Last week, the Bowling Proprietors Association of America (BPAA), the trade group that puts on the sport’s U.S. Open and U.S. Women’s Open each year, announced that it would cancel the 2015 edition of the event after failing to draw the level of sponsorship needed to put the tournament on.
It would be bad enough if it happened once, but the cancellation is a repeat of what happened with this year’s tourney. The group said its goal was to retool the event for 2015, but instead, it ended up canceling—again.
What’s the Problem?
Long story short, the sport is struggling with aging demographics and economic dynamics. It hasn’t attracted enough of the younger people who tend to appeal to advertisers. And with the slow economic recovery, the group is having a hard time making its marquee event financially viable.
“When the economy took a downturn in 2009, that’s when a lot of sponsorship from outside the industry ended,” the group’s John Losito told CBS News. “We can’t find anyone to help offset [the cost] of running the tournament.”
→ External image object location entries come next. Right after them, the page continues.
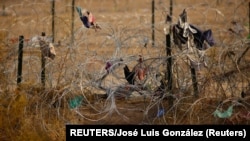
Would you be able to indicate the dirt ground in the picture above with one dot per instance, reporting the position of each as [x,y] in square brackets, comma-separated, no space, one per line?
[39,113]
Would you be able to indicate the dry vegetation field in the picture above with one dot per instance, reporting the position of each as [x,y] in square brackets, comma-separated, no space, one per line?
[33,112]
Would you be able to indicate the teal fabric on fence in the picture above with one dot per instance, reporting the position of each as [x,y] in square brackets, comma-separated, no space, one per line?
[75,102]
BPAA has owned the tournaments since they began in the 1970s, but for years it licensed them to the Professional Bowlers Association (which ran the men’s event) and United States Bowling Congress (which held the women’s event) for a nominal $1 fee each year. The groups ultimately turned the events back over to the BPAA, which has itself struggled to fund them, according to bowling blog The 11th Frame.
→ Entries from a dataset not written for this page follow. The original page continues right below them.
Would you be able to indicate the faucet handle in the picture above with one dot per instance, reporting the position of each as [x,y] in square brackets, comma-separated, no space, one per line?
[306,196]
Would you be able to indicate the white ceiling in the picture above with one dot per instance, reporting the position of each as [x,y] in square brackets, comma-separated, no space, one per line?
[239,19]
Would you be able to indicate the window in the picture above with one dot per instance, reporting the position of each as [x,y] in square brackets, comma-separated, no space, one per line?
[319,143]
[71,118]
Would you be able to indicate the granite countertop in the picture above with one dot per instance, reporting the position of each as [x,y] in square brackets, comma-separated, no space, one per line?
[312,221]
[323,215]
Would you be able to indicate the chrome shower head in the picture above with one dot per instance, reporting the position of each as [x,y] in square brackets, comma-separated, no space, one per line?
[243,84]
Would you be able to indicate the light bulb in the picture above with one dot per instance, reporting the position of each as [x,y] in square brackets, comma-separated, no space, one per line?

The blog notes that PBA and USBC have faced similar difficulties with their own tournaments.
Fans and athletes alike have questioned what the BPAA’s decision means for the future of the sport.
Lee Owen, a bowling columnist for The Daily Advance in Elizabeth City, North Carolina, expressed concern that the PBA, the sport’s equivalent of the NBA, would eventually fold, and suggested that being a professional bowler was losing some of its financial luster, as prize money at events is “dwindling.”
“It is no secret that non-professional events often pay out more than the professional ones,” Owen wrote, “and PBA bowlers supplement their income by bowling plenty of these, too.”
Jason Belmonte, one of pro bowling’s biggest stars, criticized the association for giving up so soon on the 2015 event and said he would be willing to put forward an effort to keep the event going.
“As a collective group you have given up for the bowlers and for bowling fans and for the sport of bowling itself,” he wrote in a post on Facebook. “You ask bowlers to come into your centers and support you, well now we the players are asking you the BPAA to find a [way] to give us our premier event and support us!”
For the BPAA’s part, Losito, a former professional bowler himself, said the group was willing to put on the event in the future, but the circumstances needed to make sense.
“In no way, shape, or form should this be construed as BPAA not believing in competitive bowling,” Losito told The 11th Frame. “We’re not going to give up. It has not been said that we’ll never do [U.S. Opens] again.”